Methods On the basis of RAG, this study integrates an automated text preprocessing mechanism and employs the LangChain framework to construct a context-aware unified retrieval-augmented question-answering model powered by large language models (CURA-LLM). This model combines a threshold-managed information retrieval module with a response generation module supported by historical dialogue records.
Results CURA-LLM demonstrated outstanding performance on three representative public health datasets related to operational guidelines, testing procedures, and legal regulations, with the F1 scores of 0.941, 0.891, and 0.947, and the cosine similarities of 0.968, 0.929, and 0.963, respectively.

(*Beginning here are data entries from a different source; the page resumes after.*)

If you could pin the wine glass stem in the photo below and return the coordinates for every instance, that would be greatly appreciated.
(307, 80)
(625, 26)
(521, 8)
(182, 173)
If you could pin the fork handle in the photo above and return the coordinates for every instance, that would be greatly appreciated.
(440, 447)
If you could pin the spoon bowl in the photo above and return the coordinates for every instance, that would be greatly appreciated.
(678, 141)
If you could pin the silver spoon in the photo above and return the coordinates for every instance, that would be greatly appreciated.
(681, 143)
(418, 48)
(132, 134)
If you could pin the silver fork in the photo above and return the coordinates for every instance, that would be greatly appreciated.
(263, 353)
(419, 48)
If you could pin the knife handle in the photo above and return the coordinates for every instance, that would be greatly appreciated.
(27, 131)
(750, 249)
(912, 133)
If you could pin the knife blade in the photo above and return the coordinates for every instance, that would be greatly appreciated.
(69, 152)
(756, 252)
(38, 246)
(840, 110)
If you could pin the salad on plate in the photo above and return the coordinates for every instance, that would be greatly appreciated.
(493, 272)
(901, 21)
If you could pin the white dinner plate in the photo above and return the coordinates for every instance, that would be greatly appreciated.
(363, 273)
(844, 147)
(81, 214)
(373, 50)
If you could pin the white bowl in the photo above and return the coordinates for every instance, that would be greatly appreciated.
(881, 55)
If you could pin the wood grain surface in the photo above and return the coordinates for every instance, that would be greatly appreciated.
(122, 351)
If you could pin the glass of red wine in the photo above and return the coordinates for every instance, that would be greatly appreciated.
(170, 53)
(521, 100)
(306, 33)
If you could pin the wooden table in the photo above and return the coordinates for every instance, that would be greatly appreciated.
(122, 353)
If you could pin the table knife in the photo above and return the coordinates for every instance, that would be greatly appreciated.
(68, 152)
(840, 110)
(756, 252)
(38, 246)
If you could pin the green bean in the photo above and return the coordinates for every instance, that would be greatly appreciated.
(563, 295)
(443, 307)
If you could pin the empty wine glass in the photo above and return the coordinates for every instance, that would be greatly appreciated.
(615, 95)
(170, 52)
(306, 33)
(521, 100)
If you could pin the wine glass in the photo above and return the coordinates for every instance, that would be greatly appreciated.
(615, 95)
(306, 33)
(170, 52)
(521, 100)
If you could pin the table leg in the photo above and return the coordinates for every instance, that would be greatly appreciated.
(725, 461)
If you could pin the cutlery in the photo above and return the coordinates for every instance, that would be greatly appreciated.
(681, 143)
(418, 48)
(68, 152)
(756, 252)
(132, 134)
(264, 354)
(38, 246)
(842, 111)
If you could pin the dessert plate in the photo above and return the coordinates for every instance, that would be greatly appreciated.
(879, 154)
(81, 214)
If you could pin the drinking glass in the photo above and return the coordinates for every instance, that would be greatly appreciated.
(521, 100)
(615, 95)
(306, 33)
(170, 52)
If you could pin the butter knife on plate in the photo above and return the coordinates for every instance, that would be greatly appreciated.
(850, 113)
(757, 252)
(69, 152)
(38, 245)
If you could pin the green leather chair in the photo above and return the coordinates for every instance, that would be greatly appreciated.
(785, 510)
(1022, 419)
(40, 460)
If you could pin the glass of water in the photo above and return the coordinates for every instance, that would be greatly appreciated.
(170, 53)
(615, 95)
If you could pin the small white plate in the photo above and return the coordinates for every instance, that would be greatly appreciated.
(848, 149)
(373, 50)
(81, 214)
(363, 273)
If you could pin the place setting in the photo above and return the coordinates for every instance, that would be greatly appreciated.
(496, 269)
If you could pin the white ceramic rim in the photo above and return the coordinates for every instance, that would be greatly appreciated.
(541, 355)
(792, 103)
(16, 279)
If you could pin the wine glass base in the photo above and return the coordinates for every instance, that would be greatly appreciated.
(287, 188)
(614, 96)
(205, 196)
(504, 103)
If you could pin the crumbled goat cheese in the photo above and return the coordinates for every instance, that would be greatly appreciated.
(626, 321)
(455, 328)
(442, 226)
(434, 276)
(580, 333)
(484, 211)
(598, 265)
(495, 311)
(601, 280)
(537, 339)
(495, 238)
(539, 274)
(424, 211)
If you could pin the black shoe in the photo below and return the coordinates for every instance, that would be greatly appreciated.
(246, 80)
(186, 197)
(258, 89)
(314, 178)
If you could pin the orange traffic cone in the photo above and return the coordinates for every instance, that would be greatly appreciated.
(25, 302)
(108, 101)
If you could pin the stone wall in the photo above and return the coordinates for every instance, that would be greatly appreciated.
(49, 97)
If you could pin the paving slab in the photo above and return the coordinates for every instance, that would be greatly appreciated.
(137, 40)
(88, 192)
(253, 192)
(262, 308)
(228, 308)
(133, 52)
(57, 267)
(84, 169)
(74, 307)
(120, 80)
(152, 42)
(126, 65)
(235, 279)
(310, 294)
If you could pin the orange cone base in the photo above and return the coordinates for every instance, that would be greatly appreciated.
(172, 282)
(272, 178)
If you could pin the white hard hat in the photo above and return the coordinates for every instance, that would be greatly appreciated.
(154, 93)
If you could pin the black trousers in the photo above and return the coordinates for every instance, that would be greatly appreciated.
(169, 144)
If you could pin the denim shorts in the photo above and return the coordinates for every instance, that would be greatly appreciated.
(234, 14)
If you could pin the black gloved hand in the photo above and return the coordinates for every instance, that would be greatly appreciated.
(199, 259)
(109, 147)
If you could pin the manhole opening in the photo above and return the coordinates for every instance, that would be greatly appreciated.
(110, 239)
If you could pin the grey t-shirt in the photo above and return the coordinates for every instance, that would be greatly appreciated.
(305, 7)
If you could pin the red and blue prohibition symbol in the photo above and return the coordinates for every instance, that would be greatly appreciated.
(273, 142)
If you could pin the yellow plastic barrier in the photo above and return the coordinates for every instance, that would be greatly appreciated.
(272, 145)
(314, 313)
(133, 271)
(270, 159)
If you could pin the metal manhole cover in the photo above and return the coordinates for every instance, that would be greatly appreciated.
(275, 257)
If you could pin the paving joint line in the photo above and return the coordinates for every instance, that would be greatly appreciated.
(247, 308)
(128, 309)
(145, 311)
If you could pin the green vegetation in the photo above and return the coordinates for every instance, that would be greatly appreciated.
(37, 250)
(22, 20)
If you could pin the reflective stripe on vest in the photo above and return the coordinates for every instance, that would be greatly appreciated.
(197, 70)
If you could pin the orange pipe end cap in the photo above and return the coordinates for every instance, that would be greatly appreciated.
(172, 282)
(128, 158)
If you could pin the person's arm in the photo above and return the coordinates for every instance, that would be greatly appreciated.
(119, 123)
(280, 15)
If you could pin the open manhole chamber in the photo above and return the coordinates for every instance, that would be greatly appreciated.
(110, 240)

Moreover, CURA-LLM outperformed three existing domain-specific question-answering models in terms of retrieval relevance and answer accuracy.
Conclusions CURA-LLM provides effective support for the intelligent interpretation and rapid extraction of knowledge from public health technical documents. It can assist personnel in quickly responding and standardizing execution in scenarios such as emergency responses, routine management, and professional training, offering strong potential for practical application.